Introduction
It is often taken for granted how good humans are at operating under chaos. We bring order from disorder, and the most common example is how we are able to abstract useful information from messy and cluttered environments. This is ability however has made many humans lazy, and we hardly ever keep our environments organized. This is bad news for robots since reasoning about chaos and uncertainty is an extremely difficult skill for robots to attain.
My team and I took part in a competition called Open Cloud Robotics Table Organization Challenge (OCRTOC) held at IROS 2020. While we didn’t end up winning the competition, it was in this competition that I realized the profound difficulty of such a solution. Every seemingly obvious set of sets humans do to organize our world from clutter to order was a struggle for robot. It truly made me appreciate my own motor skills. For instance, the seemingly simple problem of grasping something can have such variability making it extremely hard to generalize for robots to perform with the same level of repeatability as humans.
Problem Statement
Now that I’ve set the preface, the formal introduction of the problem was as follows:
Let there be a set of rigid objects. A particular rearrangement task can be specified as X =
{O, C0, CT}, where O is the objects in the given task, C0 is the initial scene and CT is the given target scene. The initial scene C0 is not provided as input and has to be observed using visual sensors where each object’s pose has to be inferred from the scene. We provide the input CT and as a ROS world file to the system.
Approach
Our overall approach is summarized in the flowchart below:
Our approach combines the components of robot vision, planning, control, and manipulation into a lightweight, flexible and integrated pipeline. The real-world system consists of a YASKAWA MotoMini manipulator with a parallel jaw gripper, a wrist-mounted Intel RealSense d435i depth camera, and an overhead Kinect camera. An identical setup is depicted in the simulation with a UR5 manipulator instead. The setup consists of a range of objects taken from the standard YCB dataset and cluttered into random configurations on a table workspace.
The components of the system are as follows:
- Perception : The perception components are based on YOLO v3-Tiny trained on a dataset containing 10 classes of objects, with approximately 400 images per class, consisting of only synthetic images taken from the simulation environment. To ensure simulation-to-real transfer, care was taken to ensure that the simulation environment resembles the real-world as much as possible, such as background features and lighting conditions. It is to be noted that although the simulated environment was close to the real world setup, the images collected were strictly non-photorealistic. The collected data was then augmented to increase the dataset size and prevent over-fitting of the model. Through transfer learning , the model is fine-tuned using the pre-trained weights of COCO and a custom dataset. The detected object’s geometric center is extracted using a Kinect sensor, and the corresponding 3D coordinates are later transformed to the world frame to get the absolute location of each object.
- Grasp pose Detection: After localizing the objects of interest, the arm hovers above the object such that the wrist-mounted camera is facing the table. The point cloud obtained from the camera is segmented using, and outliers are extracted to remove points corresponding to the face of the table. Height Accumulated Features (HAF) grasping framework is used for determining the optimal grasp pose candidate. It detects feasible grasps by analyzing the topographic features of the objects using support vector machines, which allow for the development of a relatively lightweight grasping framework.
- Planning and Control: An off-the-shelf TRRT motion planner is used with feasible inverse kinematic solutions being generated by OpenRAVE’s IKFast Plugin. ROS Control framework was used to provide the controllers and hardware interface for executing the motion plans computed.
Outcomes
The main outcomes of this project were as follows:
1) A lightweight, GPU-independent integration of subsystems that combines object detection, grasping, and motion planning into a flexible and robust table organization pipeline. In particular, our pipeline could sort objects in a cluttered environment involving three or more small to medium-sized graspable objects in close-proximity or overlapping each other. This is accomplished by employing a rigorous object detection scheme that searches for feasible grasps in a targeted and localized area in the object workspace, which is then seamlessly used to achieve precise targeted grasping. Moreover, the pipeline can rearrange the sorting order when one object has been occluded by other objects in the scene.

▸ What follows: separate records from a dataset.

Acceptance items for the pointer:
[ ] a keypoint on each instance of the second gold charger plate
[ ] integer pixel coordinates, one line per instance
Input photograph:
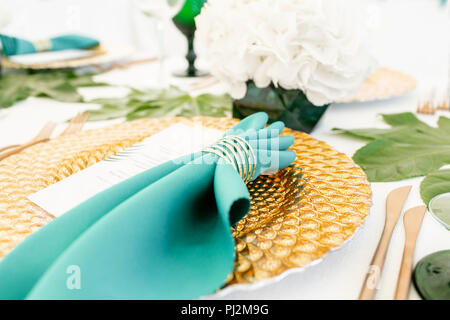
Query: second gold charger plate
(297, 216)
(103, 54)
(383, 84)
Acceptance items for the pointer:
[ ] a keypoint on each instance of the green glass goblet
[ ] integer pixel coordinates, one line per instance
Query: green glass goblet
(185, 22)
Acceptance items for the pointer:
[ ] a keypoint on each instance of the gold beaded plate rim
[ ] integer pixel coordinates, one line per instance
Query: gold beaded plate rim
(383, 84)
(308, 210)
(247, 287)
(105, 53)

2) A robust failure tolerance system for handling common failure modes. From our experiments, the failure modalities primarily involved the object slipping out of the gripper or not being grasped at all, the target placing location being occupied by another object, and the final positioning of the objects at their target being inaccurate.

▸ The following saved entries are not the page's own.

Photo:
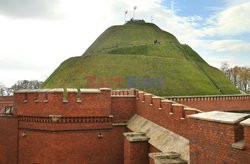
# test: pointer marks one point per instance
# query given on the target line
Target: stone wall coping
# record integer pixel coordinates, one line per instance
(176, 104)
(90, 90)
(72, 90)
(156, 97)
(167, 157)
(245, 122)
(105, 89)
(122, 96)
(218, 116)
(119, 124)
(206, 96)
(56, 90)
(165, 100)
(136, 136)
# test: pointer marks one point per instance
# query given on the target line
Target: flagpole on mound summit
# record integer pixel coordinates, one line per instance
(135, 7)
(126, 12)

3) The pipeline is also platform-agnostic which we could demonstrate by making the system repeatable in simulation and real-world setups at varying scale. A transfer learning approach accomplished seamless simulation-to-real-world performance transfer using non-photorealistic training data for the object detection pipeline.
Overall, this project was a great introduction into the various problems that are yet to be solved in Robot autonomy. A major takeaway for me was the experience gained in system integration, building and organizing a complex software stack. There are several improvements that can be done to this pipeline which I hope to implement in the near future.